= Tahira Ismael-Sansawi =

Filipino politician

Tahira Ismael-Sansawi (also Tahira Ismael) (PMP) is a Filipino politician and was mayor of Lantawan in Basilan from 2001 to 2010. She was also the president of the influential Mayors League of Basilan. She is the niece of slain political leader Wahab Akbar.

==Background==
Tahira is married to Army Captain Sansawi Ismael, a former top MNLF officer and now a military integree. Her brother is a policeman in Basilan.

==Political Activity==
In 2002, as mayor, Ismael accused the Philippine military of killing three civilians in a mistaken counterterrorism operation targeting Abu Sayyaf bandits on Dasalan island off Basilan. Ismael identified the victims as Imam Santa Sala, 60; his wife Salama Ambang, 58; and Isnawi Ingagal, 38. "Your men killed innocent civilians, and you have the nerve to declare they are Abu Sayyaf!" Ismael told Col. Renato Miranda, chief of the 2nd Marine Brigade, during a Crisis Management Committee meeting in Isabela City.

Ismael was re-elected for a third and final term as mayor in 2007, with a lead of 3,000 votes out of a total of 7,079 cast in her favor. After the death of Wahab Akbar in mid-2007, she contested the vacant seat but was opposed by others in the Akbar clan.

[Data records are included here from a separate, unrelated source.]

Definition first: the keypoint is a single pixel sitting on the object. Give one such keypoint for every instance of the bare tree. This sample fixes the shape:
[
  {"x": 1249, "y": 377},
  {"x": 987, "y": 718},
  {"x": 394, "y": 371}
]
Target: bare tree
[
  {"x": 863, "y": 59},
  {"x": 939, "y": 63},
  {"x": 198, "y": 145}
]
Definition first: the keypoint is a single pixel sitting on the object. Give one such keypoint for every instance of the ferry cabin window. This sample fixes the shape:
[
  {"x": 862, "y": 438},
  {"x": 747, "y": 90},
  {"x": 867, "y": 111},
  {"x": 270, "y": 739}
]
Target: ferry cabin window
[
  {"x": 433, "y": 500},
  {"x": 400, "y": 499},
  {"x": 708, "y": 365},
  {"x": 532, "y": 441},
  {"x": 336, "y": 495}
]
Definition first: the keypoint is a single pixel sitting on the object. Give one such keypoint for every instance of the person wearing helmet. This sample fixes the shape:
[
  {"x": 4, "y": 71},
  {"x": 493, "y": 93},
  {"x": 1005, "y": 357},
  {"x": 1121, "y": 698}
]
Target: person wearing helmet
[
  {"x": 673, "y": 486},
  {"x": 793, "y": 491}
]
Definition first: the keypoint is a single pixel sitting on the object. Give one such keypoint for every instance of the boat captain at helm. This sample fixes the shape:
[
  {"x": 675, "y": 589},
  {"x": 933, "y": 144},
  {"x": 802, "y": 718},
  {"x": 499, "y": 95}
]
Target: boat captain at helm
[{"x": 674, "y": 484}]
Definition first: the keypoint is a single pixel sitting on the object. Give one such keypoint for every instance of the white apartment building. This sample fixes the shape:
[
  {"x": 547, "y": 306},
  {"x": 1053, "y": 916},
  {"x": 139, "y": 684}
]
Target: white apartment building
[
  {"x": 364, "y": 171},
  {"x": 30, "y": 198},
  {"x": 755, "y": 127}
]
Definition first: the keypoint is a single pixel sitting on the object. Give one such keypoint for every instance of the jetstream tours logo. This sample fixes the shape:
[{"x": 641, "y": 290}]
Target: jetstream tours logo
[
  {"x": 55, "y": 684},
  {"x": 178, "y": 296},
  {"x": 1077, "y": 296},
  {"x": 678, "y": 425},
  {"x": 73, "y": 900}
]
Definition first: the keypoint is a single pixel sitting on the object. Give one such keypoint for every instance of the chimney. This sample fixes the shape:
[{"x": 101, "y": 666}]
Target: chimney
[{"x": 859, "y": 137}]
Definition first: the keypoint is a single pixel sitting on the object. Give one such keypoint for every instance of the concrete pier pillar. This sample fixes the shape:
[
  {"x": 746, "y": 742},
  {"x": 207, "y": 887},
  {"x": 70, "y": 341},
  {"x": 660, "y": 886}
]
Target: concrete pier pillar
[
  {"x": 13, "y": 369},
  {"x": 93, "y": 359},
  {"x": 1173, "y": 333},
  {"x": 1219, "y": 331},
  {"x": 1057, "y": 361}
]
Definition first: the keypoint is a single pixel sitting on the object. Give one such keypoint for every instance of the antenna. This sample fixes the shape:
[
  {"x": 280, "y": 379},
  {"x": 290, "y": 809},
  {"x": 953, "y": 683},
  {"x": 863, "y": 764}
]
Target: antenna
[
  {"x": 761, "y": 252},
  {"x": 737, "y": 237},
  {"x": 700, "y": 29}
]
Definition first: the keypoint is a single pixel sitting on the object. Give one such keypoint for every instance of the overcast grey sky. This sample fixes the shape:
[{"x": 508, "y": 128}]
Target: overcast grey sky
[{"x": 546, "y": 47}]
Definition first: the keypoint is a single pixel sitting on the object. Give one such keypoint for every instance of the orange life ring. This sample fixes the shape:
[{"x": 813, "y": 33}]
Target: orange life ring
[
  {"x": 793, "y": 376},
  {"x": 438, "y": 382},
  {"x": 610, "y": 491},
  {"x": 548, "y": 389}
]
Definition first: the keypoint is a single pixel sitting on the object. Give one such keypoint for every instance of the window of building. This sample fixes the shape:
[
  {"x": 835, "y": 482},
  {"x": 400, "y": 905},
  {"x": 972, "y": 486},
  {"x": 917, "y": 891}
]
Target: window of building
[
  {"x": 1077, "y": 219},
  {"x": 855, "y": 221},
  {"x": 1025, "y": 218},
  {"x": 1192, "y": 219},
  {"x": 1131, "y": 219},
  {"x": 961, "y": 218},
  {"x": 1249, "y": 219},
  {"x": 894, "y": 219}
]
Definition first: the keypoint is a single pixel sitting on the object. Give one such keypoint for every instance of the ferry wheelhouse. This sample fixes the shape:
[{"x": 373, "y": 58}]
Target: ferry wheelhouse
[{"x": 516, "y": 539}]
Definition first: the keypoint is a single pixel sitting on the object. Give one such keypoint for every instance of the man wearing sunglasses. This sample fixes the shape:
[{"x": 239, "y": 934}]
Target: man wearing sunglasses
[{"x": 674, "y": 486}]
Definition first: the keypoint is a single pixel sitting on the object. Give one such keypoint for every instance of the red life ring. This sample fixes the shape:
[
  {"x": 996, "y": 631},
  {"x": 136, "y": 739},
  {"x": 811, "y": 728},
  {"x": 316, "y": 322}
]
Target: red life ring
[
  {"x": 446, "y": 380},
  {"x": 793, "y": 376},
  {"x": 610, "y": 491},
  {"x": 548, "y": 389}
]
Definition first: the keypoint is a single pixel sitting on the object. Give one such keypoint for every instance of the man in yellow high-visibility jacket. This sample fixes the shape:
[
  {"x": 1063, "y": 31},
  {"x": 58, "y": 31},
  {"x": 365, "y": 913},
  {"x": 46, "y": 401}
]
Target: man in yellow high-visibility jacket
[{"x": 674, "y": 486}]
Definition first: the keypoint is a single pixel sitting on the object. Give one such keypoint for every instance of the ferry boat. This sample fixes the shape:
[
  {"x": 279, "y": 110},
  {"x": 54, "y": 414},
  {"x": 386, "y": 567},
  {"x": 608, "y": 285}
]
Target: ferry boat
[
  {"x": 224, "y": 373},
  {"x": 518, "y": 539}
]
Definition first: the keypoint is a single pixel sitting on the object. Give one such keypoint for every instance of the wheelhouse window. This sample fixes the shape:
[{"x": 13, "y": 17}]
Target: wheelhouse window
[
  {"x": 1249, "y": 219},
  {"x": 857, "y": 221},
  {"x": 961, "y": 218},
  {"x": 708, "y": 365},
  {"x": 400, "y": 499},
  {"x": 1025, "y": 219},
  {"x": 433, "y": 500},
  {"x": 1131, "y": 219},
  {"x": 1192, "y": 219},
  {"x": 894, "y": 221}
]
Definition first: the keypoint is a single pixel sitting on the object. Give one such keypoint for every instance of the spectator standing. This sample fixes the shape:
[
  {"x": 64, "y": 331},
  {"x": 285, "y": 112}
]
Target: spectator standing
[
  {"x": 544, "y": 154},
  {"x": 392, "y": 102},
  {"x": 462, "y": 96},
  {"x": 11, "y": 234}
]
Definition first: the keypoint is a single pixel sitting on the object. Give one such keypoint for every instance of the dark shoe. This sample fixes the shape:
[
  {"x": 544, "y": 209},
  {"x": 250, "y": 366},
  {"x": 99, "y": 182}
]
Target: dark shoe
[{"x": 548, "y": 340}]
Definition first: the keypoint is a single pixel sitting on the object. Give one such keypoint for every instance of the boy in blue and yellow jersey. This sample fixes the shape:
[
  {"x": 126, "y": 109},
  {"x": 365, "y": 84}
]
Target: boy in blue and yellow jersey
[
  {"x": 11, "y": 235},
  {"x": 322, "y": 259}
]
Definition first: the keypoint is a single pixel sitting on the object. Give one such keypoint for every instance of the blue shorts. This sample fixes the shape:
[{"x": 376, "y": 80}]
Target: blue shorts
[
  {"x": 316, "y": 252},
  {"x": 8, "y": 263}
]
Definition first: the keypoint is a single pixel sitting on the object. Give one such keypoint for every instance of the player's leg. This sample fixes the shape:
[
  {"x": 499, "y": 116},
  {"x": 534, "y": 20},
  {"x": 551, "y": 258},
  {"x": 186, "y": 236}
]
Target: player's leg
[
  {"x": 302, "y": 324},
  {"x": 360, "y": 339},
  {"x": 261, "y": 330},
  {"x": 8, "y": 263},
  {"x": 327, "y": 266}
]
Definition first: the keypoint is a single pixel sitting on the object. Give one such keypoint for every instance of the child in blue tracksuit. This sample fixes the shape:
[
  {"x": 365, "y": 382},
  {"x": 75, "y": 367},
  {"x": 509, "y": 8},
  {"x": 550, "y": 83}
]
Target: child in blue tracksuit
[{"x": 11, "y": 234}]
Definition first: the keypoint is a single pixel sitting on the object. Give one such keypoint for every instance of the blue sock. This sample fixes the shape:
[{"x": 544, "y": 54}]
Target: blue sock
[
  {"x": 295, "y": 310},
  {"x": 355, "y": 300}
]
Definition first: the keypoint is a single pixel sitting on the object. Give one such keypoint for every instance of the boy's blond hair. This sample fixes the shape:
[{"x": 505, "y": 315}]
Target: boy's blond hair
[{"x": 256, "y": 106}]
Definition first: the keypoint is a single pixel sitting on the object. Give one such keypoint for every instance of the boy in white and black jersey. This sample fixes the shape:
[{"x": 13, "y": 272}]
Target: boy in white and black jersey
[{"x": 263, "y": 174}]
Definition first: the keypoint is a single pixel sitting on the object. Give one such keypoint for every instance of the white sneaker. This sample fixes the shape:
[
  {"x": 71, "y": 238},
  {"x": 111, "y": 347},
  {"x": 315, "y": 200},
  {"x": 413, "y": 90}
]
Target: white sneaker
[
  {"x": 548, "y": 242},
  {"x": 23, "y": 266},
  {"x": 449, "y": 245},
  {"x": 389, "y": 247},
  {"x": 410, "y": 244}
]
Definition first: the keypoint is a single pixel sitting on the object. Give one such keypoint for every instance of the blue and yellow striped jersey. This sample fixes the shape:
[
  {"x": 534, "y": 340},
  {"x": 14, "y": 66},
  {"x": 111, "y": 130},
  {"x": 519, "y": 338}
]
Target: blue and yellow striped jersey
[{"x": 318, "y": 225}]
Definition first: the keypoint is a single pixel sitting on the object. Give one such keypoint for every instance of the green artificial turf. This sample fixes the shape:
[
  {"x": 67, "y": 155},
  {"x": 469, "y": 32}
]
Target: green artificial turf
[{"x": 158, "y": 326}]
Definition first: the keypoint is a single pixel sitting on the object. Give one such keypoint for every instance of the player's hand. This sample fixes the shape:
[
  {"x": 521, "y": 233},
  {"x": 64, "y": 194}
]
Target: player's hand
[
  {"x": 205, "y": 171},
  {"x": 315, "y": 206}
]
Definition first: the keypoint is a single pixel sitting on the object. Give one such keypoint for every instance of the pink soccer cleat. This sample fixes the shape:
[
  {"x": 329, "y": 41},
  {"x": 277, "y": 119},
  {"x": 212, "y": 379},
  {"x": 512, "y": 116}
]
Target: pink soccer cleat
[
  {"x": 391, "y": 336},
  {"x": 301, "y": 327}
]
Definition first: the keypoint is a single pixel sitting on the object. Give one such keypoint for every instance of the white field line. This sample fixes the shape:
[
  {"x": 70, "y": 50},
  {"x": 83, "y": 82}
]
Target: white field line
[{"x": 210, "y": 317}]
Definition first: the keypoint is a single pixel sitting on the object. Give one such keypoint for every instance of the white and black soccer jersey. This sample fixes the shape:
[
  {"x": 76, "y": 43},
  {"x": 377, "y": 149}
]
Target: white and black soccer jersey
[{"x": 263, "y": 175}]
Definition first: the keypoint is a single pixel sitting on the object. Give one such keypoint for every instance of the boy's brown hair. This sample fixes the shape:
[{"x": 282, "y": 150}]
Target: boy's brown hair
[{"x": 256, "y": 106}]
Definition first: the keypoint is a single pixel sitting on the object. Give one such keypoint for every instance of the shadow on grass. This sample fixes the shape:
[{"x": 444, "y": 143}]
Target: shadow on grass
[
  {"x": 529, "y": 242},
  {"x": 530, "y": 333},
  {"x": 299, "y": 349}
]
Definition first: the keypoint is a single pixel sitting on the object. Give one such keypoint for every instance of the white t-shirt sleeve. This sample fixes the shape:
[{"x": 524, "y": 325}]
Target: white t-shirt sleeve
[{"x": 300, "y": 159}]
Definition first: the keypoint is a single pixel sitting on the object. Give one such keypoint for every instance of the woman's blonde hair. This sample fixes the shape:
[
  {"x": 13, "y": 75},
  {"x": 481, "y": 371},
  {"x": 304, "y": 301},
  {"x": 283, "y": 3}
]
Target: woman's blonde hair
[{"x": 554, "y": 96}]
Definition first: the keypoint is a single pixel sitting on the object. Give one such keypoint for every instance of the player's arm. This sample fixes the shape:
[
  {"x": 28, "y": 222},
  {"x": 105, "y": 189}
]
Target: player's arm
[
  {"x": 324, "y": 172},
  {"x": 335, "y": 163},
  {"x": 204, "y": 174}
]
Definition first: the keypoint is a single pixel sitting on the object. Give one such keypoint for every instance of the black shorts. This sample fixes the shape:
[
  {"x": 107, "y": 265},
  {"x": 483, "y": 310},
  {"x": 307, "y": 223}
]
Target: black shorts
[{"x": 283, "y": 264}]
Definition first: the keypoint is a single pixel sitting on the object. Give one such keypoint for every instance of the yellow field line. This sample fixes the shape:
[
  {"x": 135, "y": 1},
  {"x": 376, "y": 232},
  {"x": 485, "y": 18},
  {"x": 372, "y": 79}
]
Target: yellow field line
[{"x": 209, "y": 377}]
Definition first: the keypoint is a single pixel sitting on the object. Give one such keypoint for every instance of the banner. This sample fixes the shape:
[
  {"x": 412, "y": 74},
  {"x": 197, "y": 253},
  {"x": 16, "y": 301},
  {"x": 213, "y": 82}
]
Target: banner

In the midst of counterterrorism operations in 2007, Ismael sought a greater role for local government units (LGUs) in the province to pursue the suspects behind the July 10, 2007 attack that killed numerous marines. "This is Basilan and we know who these people are," Ismael said as she proposed to let the LGUs reactivate their barangay intelligence system in aid of arresting the suspects.